The Center has an active publication program, issuing books that draw on the scholarship presented in the symposia. Many of these have been published in association with Pennsylvania State University Press as volumes of The Frick Collection Studies on the History of Art Collecting in America. Titles include:

 Reist, Inge Jackson., and Rosella Mamoli Zorzi, eds. Power Underestimated: American Women Art Collectors. Venezia: Marsilio, 2011.
 Reist, Inge Jackson., and José Luis Colomer, eds. Collecting Spanish Art: Spain's Golden Age and America's Gilded Age. New York: Frick Collection in Association with Centro De Estudios Europa Hispánica, Madrid, and Center for Spain in America, New York, 2012.
 Reist, Inge, ed. British Models of Art Collecting and the American Response: Reflections Across the Pond.

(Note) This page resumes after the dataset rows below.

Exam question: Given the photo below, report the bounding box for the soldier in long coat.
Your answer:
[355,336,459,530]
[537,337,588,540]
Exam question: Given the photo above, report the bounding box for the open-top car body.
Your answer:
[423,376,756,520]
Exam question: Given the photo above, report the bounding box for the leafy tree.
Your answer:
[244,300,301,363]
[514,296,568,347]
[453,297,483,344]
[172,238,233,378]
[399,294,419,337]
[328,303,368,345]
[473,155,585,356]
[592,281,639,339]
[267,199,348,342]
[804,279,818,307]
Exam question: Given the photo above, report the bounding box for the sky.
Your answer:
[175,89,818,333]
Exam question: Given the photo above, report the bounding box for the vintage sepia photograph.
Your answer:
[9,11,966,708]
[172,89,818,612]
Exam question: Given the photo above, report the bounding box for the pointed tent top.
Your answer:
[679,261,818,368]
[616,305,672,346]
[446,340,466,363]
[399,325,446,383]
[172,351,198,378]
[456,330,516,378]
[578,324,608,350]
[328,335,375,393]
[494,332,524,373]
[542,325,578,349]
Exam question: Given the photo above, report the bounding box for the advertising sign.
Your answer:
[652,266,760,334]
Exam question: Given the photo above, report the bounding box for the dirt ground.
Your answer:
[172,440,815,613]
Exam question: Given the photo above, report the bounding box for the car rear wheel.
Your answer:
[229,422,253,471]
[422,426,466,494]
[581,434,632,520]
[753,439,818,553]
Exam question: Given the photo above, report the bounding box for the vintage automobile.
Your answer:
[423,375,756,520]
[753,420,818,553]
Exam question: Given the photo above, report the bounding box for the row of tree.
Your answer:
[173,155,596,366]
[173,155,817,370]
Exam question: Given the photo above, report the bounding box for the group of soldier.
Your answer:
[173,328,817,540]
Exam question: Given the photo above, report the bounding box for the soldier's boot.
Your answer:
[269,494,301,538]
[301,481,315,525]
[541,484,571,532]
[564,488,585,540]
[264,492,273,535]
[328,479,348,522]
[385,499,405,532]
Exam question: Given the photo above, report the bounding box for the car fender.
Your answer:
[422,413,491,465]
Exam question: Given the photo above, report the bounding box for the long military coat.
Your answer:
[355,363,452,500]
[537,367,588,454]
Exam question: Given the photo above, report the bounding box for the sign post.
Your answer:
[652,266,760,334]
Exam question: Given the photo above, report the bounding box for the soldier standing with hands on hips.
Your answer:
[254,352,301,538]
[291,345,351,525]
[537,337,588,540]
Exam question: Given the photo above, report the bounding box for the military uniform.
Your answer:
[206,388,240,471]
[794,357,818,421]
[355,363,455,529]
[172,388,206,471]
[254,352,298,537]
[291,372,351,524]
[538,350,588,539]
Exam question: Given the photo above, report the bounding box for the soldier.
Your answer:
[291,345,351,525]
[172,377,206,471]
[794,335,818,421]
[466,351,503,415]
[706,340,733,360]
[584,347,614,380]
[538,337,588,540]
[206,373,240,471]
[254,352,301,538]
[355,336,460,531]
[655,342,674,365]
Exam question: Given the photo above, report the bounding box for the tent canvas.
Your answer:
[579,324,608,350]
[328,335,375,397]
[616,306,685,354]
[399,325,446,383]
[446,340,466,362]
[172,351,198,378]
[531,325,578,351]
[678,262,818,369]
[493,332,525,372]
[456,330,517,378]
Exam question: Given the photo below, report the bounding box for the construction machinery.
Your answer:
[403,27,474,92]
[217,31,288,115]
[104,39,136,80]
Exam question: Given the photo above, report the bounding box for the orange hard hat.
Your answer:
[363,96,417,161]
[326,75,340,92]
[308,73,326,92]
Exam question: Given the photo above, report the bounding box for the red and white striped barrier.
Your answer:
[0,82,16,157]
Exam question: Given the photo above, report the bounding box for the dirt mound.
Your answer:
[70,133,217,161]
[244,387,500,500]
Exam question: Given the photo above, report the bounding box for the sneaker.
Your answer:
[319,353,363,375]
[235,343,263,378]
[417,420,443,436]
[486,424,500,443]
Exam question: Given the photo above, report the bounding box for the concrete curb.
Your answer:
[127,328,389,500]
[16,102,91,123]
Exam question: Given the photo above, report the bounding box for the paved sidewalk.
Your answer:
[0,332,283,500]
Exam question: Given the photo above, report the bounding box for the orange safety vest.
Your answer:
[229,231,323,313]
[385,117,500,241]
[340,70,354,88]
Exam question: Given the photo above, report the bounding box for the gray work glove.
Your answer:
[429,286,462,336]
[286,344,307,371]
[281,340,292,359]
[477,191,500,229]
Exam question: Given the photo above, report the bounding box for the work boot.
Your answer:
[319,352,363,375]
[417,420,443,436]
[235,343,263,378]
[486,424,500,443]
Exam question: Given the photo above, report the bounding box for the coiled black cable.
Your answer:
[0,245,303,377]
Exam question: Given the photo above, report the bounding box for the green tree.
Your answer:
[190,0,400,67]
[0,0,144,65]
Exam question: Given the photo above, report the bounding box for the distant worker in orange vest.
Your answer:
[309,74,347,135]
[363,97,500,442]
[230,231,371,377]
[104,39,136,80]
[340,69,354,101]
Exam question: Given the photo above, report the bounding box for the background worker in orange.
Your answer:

Burlington: Ashgate, 2014.
 Quodbach, Esmée, ed. Holland's Golden Age in America: Celebrating the Art of Rembrandt, Vermeer, and Hals. University Park, PA: Pennsylvania State University Press, 2014.
 Reist, Inge, ed. A Market for Merchant Princes: Collecting Italian Renaissance Paintings in America. University Park, PA: Pennsylvania State University Press, 2015.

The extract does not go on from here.